Bermenit aku senyap masih terjaga, mencoba telusuri labirin-labirin pengetahuan, mencari dalam serambi-serambi pengalaman. Kupaksa buka setiap buku perasaan, hingga membaca isi kamus kehidupanku. Bermacam makna satu demi satu memenuhi pikiranku, padat seperti ember terisi air dan nyaris tumpah. Kucoba mendefinisikan airmata dari makna-makna yang ada, tapi seisi perpustakaan tak mungkin dicatat hanya dalam satu buku; semua pelajaran sekolah tak mungkin diajarkan hanya oleh seorang guru.

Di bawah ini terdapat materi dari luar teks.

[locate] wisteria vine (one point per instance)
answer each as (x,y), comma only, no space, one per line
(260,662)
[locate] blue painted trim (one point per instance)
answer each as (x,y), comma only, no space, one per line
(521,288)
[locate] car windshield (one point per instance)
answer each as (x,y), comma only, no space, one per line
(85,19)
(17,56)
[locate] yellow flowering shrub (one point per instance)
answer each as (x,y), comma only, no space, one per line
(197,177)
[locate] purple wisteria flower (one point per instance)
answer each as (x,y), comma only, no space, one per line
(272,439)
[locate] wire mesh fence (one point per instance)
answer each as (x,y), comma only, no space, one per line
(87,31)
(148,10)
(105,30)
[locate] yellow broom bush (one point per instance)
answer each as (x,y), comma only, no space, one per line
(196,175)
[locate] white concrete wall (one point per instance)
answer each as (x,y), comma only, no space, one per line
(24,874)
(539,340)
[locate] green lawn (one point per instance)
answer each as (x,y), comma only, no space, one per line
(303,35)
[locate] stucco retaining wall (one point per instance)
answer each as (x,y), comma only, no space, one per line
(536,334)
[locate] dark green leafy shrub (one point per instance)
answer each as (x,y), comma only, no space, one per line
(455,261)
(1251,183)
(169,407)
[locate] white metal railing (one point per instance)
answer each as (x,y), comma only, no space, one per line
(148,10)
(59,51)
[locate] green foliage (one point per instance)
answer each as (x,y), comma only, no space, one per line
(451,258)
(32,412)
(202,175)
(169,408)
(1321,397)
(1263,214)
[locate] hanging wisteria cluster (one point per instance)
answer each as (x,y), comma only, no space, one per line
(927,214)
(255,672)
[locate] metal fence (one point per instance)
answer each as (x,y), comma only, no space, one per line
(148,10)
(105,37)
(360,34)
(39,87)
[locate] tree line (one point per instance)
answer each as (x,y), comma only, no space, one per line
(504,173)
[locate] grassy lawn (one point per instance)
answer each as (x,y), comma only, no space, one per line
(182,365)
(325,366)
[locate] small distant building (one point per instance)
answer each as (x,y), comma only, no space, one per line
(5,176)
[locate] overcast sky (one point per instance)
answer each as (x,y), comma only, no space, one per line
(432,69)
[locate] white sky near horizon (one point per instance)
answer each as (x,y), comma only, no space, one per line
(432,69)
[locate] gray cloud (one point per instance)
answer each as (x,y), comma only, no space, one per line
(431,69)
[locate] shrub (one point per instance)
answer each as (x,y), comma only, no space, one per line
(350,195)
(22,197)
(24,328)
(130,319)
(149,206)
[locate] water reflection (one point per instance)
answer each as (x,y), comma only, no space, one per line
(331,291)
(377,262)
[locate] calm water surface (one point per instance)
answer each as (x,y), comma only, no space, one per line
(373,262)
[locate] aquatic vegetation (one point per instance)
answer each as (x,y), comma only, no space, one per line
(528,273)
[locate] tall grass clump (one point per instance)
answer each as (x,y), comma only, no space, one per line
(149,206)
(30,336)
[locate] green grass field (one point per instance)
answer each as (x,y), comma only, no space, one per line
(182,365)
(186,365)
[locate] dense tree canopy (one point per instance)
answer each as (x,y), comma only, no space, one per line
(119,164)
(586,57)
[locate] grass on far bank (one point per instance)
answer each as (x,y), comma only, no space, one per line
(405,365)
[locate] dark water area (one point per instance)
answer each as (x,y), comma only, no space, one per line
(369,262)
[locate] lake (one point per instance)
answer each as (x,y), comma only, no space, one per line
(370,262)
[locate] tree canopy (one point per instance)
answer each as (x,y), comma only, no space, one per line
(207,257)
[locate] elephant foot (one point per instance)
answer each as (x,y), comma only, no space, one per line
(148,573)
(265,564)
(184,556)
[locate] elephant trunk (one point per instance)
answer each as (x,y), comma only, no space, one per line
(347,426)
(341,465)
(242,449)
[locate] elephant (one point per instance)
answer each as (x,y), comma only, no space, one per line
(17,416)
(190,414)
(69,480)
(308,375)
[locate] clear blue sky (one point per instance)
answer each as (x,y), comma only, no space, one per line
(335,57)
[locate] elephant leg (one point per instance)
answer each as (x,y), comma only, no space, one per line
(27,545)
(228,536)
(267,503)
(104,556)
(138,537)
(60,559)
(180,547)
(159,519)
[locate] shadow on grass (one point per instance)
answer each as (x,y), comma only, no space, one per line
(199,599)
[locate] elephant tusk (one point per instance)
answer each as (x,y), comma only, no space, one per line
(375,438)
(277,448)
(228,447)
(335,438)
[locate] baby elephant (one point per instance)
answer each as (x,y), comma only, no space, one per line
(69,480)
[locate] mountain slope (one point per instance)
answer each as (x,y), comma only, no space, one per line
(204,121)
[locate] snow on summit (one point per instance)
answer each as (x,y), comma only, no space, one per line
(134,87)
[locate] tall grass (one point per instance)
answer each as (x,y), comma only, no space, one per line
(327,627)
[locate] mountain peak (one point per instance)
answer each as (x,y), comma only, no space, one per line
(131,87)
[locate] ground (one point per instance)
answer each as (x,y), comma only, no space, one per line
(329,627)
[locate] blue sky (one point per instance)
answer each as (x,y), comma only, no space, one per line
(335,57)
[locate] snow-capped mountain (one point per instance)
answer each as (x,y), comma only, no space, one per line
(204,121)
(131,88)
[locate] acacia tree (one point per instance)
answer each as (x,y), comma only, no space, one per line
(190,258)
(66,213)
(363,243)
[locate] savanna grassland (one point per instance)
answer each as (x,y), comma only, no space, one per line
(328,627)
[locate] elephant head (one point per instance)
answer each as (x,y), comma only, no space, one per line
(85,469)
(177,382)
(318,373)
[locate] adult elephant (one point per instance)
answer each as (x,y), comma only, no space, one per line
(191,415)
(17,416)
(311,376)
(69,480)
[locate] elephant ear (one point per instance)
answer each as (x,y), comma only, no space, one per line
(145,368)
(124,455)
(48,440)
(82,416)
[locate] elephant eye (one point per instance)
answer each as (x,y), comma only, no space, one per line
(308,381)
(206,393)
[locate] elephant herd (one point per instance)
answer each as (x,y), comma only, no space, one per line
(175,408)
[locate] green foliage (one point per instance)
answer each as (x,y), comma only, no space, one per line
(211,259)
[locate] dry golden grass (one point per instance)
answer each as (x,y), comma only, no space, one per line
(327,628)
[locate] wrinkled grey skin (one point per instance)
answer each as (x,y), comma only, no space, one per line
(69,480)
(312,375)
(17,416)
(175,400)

Kutemukan bahwa makna airmata itu relative, tak cuma paten pada satu arti, tapi bergantung pada situasi. Misalnya: yang sedih menangis karna kesedihannya, sakit menangis karna kesakitannya, lemah menangis karna kelemahannya, bahagia menangis karna kebahagiaannya, anak kecil–Syela adikku– menangis agar dapatkan keinginannya atau kadang karna jengkel padaku, pun belum lama baru saja kudengar kakak iparku geram pada ibunya hingga menitikan airmata.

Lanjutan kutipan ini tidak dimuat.